December 8 2013 Latest news:
Tuesday, October 1, 2013
Bar staff at an historic city pub have been caught up in the adrenaline rush of a blockbuster movie – as extras in the hit summer film Rush.
The biopic of the legendary and dramatic Formula One rivalry of British playboy driver James Hunt and Austrian star Nikki Lauda has claimed critical and box-office success, taking more than £4.7m at the UK box office since its September 13 release.
Natasha Walsh and Robert Huggins, who work at the Adam and Eve pub in Bishopgate, were both invited to the set of Rush, some of which was filmed at Norfolk motor racing circuit Snetterton, to work as extras – but didn’t know that they were both working on the film.
Miss Walsh, 27, said: “We’ve worked together for about a year, but we both didn’t know we were in it until afterwards and we were talking about it when it clicked. I think we both had quite different experiences so it was nice to be able to talk about those different experiences, which was really cool to be involved in.”

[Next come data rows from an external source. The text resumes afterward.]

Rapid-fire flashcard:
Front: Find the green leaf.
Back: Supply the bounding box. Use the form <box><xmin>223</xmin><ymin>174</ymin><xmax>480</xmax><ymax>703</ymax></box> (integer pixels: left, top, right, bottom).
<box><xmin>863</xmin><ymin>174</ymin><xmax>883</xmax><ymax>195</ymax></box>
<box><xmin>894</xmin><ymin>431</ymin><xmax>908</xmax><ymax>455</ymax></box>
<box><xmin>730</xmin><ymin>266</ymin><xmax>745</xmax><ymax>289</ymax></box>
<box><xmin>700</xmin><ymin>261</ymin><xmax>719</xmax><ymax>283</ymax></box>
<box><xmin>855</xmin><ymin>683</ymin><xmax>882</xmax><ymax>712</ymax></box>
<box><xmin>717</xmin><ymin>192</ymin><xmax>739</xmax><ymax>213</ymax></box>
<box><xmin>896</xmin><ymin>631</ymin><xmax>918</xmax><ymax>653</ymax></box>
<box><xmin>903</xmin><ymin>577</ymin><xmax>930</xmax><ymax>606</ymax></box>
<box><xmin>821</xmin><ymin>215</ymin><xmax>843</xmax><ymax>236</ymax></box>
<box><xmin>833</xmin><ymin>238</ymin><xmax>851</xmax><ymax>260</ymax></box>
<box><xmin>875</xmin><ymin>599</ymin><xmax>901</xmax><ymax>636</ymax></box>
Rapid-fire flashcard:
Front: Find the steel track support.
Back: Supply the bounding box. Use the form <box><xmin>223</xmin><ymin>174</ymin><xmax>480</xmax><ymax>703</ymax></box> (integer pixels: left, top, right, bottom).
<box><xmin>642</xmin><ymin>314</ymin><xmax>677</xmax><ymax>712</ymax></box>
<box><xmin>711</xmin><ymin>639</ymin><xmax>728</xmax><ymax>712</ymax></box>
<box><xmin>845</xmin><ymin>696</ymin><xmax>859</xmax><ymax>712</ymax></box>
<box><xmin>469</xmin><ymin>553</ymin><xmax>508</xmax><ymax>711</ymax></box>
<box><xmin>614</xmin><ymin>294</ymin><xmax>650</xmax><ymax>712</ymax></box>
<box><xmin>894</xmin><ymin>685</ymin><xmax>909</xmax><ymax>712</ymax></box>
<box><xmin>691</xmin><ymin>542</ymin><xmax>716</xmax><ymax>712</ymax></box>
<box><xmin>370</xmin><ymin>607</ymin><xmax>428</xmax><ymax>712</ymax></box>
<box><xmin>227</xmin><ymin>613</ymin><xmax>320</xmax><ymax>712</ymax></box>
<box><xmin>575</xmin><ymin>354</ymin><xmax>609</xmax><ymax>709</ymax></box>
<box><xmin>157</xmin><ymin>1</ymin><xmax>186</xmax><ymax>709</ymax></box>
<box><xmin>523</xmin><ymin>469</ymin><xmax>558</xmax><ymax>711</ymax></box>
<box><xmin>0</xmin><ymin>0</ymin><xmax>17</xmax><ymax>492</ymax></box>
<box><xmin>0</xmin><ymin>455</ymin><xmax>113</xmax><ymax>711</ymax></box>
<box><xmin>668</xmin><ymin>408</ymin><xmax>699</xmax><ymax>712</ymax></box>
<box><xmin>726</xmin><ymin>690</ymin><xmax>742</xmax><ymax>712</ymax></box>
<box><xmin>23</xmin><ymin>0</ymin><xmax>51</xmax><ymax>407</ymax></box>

Mr Huggins, 30, from Lakenham, was called in as a race marshal at Snetterton as classic racing cars from the 1970s were used to film scenes for the movie in May 2012.
And Miss Walsh, from Poringland, was played a spectator for filming at Cadwell Park in Lincolnshire, being filmed specifically for a close-up of an excited F1 fan in the stands.
She was delighted to meet the movie’s director, Ron Howard, as she is a big fan of 1970s television show Happy Days, in which he starred as a young actor.
Miss Walsh, who runs the Act Out Theatre acting school, said: “It was actually quite scary and seemed really quite dangerous. There was a real steward standing behind us and he was saying the cars were coming too close as the drivers were going so fast and skidding about, coming closer to the barrier than we had expected.”
Mr Huggins became involved as he is a client of Norwich casting agency Power Model Management and has previously done some modelling work.
He added: “I literally just had to stand at trackside with some flags in-hand but it was good fun being involved.”
Their verdict on the film? So far they haven’t been to see it – and they are planning to check it out this week.
Sam Leonard, marketing manager at Cinema City in Norwich, said the film has proved hugely popular in its opening weeks and is still being screened at the St Andrews Street cinema.
Rush was launched at Cinema City with a regional charity gala premiere on September 10, with EDP and Norwich Evening News sports reporter and Formula One expert Michael Bailey hosting a Q&A session with Team Lotus key personnel from 1976, raising £5,000 for the Priscilla Bacon Lodge hospice in Norwich.
“Rush has been one of the biggest films of the year,” Mr Leonard said. “Audience reactions have been enthusiastic, to say the least! We know some customers have returned to see the film again.
“Norfolk definitely has an intense passion for motor racing.”